January 29, Tuesday
12:00 – 13:00
Revisiting Data Dependencies and their Applicability to Parallelization of Modern Software
Computer Science seminar
Lecturer : Omer Tripp
Affiliation : School of Computer Science, Tel Aviv University
Location : 202/37
Host : Dr. Danny Hendler
Parallelizing compilers are known to work well for scientific
computations, such as matrix and vector manipulations. However, modern
software has long moved on. The current landscape of applications
written in high-level languages, like Java and C#, introduces new and
important challenges. The compiler needs to handle multiple levels of
abstraction, extensive pointer-based computations over dynamic memory,
unbounded data structures, and deployment-specific program behaviors.
Data dependence analysis – tracking whether statements in the
sequential code depend on each other due to interfering accesses to
some shared memory location – has been the foundation of parallelizing
compilers. The fundamental observation, going (at least) 30 years
back, is that two code blocks that have no (transitive) data
dependencies can be executed in parallel, resulting in the same final
state as running the codes sequentially. For all the challenges listed
above, only in rare cases are parallelizing compilers able to prove
this precondition: The candidate code blocks are often dependent, and
even if not, the compiler's (static) dependence analysis is typically
too conservative to prove independence, failing due to spurious dependencies.

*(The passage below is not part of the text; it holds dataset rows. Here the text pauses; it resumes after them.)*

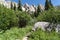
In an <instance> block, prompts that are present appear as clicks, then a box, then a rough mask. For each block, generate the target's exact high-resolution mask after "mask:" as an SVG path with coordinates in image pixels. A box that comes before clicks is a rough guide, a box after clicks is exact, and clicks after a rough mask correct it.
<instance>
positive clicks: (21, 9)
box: [18, 0, 22, 11]
mask: <svg viewBox="0 0 60 40" xmlns="http://www.w3.org/2000/svg"><path fill="white" fill-rule="evenodd" d="M21 6H22V5H21V0H19V1H18V10H20V11H22V7H21Z"/></svg>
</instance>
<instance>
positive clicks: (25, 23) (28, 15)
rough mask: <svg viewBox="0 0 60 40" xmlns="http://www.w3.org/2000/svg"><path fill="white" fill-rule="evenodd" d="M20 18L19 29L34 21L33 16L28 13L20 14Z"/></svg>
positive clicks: (19, 13)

I will propose a new view of data dependencies, showing that they
remain a useful tool for reasoning about parallelism, albeit in
different ways and different form. I will show how data dependencies
can be lifted to higher levels of abstraction, per the abstractions
governing the structure of the application, as well as how effective
use can be made of partial yet precise dependencies to guide the
behavior a parallelization system while preserving its correctness
(i.e. serializability guarantees). This can be done in more than one
way, including (i) building specialized, client-specific
conflict-detection oracles, (ii) synthesizing concurrency monitors
that predict the available parallelism per input data and/or computation phase, and (iii) finding true, semantic dependencies that limit parallelism.